Not only were the e-mails from the company “disrespectful,” says Beth Dubree, secretary treasurer of CWA Local 4900 in Indiana, they “didn’t even really discuss job security.” Throughout last week, she says, “Our members kept calling, wanting to know why the company was doing this.”

Work stoppages that protest illegal behavior by employers are generally considered protected activity under federal labor law, and so-called unfair labor practice strikes are often an important component of union strategy. But spontaneous, rank-and-file-led walkouts that cross state and occupational lines are almost unheard of in recent years. CWA District 4 represents some 9,500 AT&T technicians, call center representatives and other personnel across Illinois, Indiana, Michigan, Ohio and Wisconsin. Thousands of workers in every state eventually took part, but the walkout started in Indiana.

In These Times spoke to several local elected officials and members about how the strike picked up momentum.

Early Thursday morning, one group of technicians in Local 4900 “decided that they had had enough” and walked off the job before their 7:00 a.m. shift, according to Dubree. Thanks to a group text chat, “the entire local knew about it by 7:30,” she says. Most workers’ shifts started at 8:00 a.m., and by that time, “no one went to work.”

“It was amazing how fast it spread,” says Dubree. “There wasn’t even a hesitation.”

Word traveled quickly to other states with the aid of a closed Facebook group to coordinate mobilization across the district. Jim Simons, executive vice president of Michigan’s CWA Local 4009 and a 28-year AT&T employee, said that he began receiving calls with news of the Indiana walkout at 8:00 a.m. “The next thing I know, all of Ohio is out,” he says. “At 1:00 p.m., I got the call that two of my garages had walked out.” Soon after, most of the local’s more than 800 members joined in.

Simons says that workers in his local were already livid about layoffs and outsourcing. AT&T was among the companies praised by President Trump for giving out $1,000 dollar bonuses to employees after the passage of tax reform. But according to CWA, the company also laid off more than 1,500 employees in December. “When you do the math, those bonuses were paid for by the layoffs,” says Simons. Some workers in his local donated their bonuses to members who lost their jobs.

AT&T did not immediately respond to a request for comment on the walkout, but the company has released a statement that reads, “We’re offering a generous package including annual wage increases, continuation of job security provisions that are virtually unheard of in the U.S., and comprehensive health care and retirement benefits. In addition, the offer includes a commitment to hire 1,000 people in the region. All employees covered by the offer would be better off.”

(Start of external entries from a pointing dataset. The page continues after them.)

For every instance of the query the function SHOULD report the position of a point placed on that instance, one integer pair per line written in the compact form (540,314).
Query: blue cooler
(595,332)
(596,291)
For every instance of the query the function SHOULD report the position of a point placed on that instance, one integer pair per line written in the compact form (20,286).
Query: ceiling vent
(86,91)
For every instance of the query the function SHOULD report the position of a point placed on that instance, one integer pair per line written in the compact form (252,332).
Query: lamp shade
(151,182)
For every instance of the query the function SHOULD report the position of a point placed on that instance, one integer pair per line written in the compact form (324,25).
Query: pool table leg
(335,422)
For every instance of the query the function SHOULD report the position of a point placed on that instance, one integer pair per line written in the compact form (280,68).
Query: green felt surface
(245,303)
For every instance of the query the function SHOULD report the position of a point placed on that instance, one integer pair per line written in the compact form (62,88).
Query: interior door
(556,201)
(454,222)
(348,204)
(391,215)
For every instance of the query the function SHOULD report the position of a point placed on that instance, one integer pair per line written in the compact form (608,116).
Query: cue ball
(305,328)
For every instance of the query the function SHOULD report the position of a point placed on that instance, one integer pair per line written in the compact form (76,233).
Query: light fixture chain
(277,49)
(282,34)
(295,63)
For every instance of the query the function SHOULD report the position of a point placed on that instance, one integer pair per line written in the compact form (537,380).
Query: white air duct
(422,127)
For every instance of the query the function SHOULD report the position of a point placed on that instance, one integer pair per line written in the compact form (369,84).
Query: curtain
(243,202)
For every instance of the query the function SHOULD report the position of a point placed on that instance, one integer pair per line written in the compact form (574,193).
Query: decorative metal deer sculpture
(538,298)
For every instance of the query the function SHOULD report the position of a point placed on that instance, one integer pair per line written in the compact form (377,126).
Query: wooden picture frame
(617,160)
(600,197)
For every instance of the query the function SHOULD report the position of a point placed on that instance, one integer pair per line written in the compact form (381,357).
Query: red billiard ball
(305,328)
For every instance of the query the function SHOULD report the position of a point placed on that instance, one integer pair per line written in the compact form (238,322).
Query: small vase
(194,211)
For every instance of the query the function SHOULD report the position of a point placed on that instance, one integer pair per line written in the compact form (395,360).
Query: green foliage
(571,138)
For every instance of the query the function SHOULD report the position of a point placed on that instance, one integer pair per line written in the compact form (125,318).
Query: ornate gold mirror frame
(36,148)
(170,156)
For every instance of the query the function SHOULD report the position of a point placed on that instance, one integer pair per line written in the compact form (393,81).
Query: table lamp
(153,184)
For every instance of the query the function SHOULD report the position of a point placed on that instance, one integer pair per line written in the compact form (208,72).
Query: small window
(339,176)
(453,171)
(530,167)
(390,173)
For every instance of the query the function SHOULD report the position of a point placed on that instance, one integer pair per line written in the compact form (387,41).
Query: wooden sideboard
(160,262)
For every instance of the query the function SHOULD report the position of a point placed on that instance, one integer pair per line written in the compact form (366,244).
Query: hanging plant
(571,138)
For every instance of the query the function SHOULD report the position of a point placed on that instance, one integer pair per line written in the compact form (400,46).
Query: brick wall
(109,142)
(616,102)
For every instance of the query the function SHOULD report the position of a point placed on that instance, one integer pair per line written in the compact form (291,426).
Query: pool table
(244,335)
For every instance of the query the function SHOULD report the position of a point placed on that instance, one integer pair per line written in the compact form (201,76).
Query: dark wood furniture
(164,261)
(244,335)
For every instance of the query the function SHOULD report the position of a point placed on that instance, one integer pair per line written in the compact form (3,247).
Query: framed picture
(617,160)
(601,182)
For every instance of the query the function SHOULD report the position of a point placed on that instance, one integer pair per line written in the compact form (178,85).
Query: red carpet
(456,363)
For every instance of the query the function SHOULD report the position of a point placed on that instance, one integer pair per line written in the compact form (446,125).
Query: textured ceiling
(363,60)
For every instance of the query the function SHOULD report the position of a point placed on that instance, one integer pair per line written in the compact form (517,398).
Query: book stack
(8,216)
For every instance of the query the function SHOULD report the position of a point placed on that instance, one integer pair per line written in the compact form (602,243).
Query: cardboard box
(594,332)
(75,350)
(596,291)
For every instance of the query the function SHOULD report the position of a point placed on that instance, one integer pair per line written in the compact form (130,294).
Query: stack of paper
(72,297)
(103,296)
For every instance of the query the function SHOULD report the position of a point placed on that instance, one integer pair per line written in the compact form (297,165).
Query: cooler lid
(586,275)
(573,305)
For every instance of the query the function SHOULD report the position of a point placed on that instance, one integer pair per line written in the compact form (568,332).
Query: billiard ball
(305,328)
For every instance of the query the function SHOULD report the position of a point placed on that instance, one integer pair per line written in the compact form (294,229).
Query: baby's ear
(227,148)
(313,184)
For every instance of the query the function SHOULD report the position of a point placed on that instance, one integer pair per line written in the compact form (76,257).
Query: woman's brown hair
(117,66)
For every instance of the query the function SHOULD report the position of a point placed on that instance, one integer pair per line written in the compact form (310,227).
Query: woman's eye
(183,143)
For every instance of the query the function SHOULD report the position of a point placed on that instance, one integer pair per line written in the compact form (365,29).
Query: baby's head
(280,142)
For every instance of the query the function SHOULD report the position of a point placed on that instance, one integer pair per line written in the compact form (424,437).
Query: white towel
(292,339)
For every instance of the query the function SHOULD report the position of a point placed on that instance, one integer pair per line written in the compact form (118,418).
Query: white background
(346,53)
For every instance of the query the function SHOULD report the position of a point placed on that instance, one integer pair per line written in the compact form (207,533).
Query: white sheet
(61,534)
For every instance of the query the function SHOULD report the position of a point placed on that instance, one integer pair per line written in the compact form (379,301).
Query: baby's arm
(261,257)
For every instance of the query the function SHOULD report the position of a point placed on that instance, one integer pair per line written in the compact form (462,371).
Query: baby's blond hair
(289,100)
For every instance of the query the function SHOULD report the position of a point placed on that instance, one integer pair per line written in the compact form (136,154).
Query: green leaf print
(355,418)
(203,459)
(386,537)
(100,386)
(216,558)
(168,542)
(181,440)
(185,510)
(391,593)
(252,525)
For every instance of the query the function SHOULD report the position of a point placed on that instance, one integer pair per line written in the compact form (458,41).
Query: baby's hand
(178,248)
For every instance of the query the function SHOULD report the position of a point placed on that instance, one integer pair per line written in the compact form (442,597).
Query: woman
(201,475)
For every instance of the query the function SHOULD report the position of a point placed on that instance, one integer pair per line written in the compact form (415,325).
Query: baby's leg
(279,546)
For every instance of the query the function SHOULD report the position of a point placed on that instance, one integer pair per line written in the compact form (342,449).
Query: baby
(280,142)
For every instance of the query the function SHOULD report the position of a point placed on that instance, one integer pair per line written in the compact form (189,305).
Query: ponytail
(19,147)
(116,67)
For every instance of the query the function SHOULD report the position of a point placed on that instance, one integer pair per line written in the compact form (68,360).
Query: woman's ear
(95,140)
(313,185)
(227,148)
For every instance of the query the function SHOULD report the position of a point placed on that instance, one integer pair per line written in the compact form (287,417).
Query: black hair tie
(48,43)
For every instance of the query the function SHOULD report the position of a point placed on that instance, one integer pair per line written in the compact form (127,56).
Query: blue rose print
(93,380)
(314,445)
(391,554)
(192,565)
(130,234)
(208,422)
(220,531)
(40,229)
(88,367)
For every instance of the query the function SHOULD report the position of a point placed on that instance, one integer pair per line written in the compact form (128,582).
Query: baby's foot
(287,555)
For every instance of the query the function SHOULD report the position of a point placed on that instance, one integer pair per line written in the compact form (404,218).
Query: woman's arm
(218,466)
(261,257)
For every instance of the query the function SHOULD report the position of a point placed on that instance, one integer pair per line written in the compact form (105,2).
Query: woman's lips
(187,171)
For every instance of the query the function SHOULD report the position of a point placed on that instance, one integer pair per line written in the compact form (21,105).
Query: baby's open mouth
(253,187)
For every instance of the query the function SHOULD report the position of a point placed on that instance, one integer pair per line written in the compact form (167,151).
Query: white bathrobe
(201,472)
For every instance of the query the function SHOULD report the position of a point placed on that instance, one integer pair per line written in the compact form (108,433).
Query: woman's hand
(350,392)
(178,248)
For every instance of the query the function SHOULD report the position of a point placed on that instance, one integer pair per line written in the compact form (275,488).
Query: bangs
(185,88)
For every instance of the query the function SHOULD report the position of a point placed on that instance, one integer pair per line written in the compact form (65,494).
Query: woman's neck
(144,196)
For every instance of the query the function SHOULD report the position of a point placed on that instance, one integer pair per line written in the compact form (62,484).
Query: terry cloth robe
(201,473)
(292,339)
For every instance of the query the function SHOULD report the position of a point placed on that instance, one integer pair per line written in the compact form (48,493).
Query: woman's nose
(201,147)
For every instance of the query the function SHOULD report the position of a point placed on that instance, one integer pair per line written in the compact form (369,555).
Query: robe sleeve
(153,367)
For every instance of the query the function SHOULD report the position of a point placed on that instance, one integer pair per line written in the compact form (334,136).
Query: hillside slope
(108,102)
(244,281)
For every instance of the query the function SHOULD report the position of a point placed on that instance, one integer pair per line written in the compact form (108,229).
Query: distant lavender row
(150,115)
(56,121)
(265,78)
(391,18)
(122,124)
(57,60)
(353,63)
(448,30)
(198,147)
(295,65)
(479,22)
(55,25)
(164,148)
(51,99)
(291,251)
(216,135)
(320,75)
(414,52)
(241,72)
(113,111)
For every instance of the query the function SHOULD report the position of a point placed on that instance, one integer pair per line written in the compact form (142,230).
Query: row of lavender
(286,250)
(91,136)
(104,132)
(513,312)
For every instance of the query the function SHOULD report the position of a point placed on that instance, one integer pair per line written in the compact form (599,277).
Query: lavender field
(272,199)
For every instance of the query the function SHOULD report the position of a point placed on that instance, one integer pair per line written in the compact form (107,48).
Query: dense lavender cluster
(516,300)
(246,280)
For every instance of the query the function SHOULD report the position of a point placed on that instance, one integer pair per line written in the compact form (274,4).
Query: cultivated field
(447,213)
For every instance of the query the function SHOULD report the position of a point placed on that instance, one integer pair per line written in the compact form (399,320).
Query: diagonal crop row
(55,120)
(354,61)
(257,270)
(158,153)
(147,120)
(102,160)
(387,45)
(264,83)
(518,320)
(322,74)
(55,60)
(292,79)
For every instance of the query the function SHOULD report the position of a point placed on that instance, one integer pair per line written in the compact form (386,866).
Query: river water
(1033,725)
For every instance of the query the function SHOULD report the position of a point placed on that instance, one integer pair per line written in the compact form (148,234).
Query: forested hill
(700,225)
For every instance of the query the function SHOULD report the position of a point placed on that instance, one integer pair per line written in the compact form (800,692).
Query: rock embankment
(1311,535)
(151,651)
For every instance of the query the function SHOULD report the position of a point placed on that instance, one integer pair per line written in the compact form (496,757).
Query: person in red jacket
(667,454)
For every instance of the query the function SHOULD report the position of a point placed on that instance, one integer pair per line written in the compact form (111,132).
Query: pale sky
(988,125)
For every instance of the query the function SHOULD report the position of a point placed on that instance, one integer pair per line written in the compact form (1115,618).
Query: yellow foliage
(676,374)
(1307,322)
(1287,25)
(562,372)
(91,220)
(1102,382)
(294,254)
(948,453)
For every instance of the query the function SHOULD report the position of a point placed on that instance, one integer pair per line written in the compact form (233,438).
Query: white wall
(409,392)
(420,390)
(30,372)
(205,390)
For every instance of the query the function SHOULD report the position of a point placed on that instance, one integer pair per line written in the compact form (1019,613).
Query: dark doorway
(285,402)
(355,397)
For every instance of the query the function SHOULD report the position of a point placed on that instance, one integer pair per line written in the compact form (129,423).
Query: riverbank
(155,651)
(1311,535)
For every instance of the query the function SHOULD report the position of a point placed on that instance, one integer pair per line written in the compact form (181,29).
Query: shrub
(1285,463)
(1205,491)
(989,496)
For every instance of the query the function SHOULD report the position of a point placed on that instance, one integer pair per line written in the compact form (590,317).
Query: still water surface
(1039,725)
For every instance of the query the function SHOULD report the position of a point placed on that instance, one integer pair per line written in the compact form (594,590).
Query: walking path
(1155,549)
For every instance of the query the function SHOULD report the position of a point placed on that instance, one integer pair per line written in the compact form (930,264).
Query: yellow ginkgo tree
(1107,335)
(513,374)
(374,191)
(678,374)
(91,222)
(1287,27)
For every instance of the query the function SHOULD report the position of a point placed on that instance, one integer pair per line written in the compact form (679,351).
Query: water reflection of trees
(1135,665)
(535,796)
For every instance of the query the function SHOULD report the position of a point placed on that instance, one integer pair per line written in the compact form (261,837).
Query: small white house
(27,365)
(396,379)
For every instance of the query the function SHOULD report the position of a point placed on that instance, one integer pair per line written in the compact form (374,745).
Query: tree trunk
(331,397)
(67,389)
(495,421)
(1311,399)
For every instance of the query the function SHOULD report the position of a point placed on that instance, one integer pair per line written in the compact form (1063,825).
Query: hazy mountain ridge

But in April, CWA released a report charging that in the past seven years, AT&T has laid off more than 16,000 call center workers nationwide, shipping jobs to lower-paying call centers overseas. Last year, AT&T and other big companies boasted that tax reform would allow them to create more jobs in the United States, and CWA is among several unions now pushing the companies in bargaining to reveal whether they plan to follow through. In its fourth-quarter 2017 financials, AT&T said that tax reform helped boost the quarter’s net income to $19 billion, compared to $2.4 billion in the same period a year before.

Anger over the tax cuts was front and center at a demonstration in Chicago this spring, where thousands of members gathered at AT&T headquarters to rally for a contract. During the rally, someone in the building put a sign in the window that read, “No one cares,” according to Simons. “You put all that together, and people were ready” to strike, he says.

As of Tuesday, most members in Wisconsin and Illinois have returned to work, but thousands in Michigan, Ohio and all of Indiana remain on strike, according to the union.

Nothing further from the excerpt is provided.